Une vidéo intime envoyée depuis un numéro inconnu
Selon les révélations du quotidien L’Observateur, l’expéditeur ne se contente pas d’envoyer la vidéo. Il appelle aussitôt la victime et lui adresse des menaces explicites :
une rencontre intime imposée,
une importante somme d’argent à verser,
sous peine de diffusion massive des images sur les réseaux sociaux.
Sous le choc mais faisant preuve d’un sang-froid remarquable, la victime décide de saisir immédiatement la police.
Une stratégie policière au commissariat du Point E
Alerté, le commissariat de Point E, sous la direction du commissaire Sow, met en place une stratégie de piège. Les policiers conseillent à la victime de « jouer le jeu » afin d’identifier l’auteur du chantage.
Un rendez-vous contrôlé est fixé pour le 25 décembre au rond-point Mame Abdou Aziz. Des policiers en civil sont déployés sur les lieux.
Arrestation du maître chanteur en flagrant délit
Le suspect, identifié comme J. F. Gomis, étudiant domicilié à Wakhinane-Nimzatt, est interpellé dès son arrivée au point de rendez-vous, sous la surveillance discrète des enquêteurs.
Confronté aux questions des policiers, l’étudiant craque rapidement et révèle le cerveau présumé du chantage.
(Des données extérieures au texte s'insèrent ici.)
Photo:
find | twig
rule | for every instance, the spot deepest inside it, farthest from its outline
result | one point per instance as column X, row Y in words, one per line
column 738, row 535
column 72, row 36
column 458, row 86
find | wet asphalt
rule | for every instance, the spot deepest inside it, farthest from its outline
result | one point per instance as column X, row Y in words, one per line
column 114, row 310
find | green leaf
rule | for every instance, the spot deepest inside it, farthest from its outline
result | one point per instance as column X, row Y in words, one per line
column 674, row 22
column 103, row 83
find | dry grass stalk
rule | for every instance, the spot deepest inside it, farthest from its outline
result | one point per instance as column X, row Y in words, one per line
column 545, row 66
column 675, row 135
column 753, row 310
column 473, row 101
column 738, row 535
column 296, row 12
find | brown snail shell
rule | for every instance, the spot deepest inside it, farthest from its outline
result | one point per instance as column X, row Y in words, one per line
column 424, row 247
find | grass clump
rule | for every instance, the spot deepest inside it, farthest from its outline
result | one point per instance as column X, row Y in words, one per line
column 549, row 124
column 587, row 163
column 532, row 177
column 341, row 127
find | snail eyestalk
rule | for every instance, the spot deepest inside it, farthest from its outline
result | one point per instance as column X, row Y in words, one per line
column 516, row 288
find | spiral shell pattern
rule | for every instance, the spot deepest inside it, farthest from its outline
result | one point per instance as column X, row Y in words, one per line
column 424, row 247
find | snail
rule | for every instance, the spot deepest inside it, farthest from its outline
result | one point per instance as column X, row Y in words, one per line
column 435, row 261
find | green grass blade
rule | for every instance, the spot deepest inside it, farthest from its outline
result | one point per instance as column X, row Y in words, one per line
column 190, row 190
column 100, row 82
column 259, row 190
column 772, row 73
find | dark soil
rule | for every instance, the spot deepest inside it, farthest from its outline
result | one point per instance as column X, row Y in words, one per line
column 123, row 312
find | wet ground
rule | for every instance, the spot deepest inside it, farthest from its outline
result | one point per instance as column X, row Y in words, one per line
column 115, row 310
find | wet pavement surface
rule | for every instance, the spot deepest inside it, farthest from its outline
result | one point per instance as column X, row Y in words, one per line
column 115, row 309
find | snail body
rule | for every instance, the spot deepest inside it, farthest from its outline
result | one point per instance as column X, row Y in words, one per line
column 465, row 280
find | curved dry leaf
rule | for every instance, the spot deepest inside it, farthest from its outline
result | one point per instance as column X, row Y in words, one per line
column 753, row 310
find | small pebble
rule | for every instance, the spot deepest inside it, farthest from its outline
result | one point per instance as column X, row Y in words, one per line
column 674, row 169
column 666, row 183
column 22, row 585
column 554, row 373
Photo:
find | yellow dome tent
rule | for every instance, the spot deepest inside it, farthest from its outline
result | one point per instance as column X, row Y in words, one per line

Une trahison familiale : la cousine derrière le complot
À la surprise générale, le suspect désigne Y. S. Diallo, alias « Mami », 19 ans, couturière domiciliée à Petit Mbao. Plus troublant encore, il s’agit de la cousine germaine de la victime.
Interpellée à son tour, la jeune femme passe aux aveux complets. Elle explique avoir profité d’une visite familiale pour voler les vidéos intimes directement dans le téléphone de sa cousine.
« Elle m’a montré des vidéos intimes avec son mari. Lorsqu’elle s’est absentée, j’ai accédé à sa galerie et transféré les fichiers sur mon téléphone », reconnaît-elle.
Des vidéos dissimulées et un chantage organisé
Après le vol, la cousine aurait classé méthodiquement une dizaine de vidéos compromettantes dans des dossiers intitulés « Masqués » et « Supprimés récemment », afin de dissimuler les preuves.
Elle aurait ensuite confié à l’étudiant la mission de mener le chantage, selon les informations du Groupe futurs médias (GFM).
L’exploitation technique des téléphones par les enquêteurs a confirmé l’existence et la manipulation des fichiers incriminés.
Déferrement devant le procureur
À l’issue de l’enquête, les deux suspects ont été déférés ce lundi devant le procureur. Ils sont poursuivis pour :
association de malfaiteurs,
chantage,
atteinte à la vie privée.
Cette affaire relance le débat sur la sécurité des données personnelles, les violences numériques et les dangers du chantage à la sextape, un phénomène en forte recrudescence au Sénégal.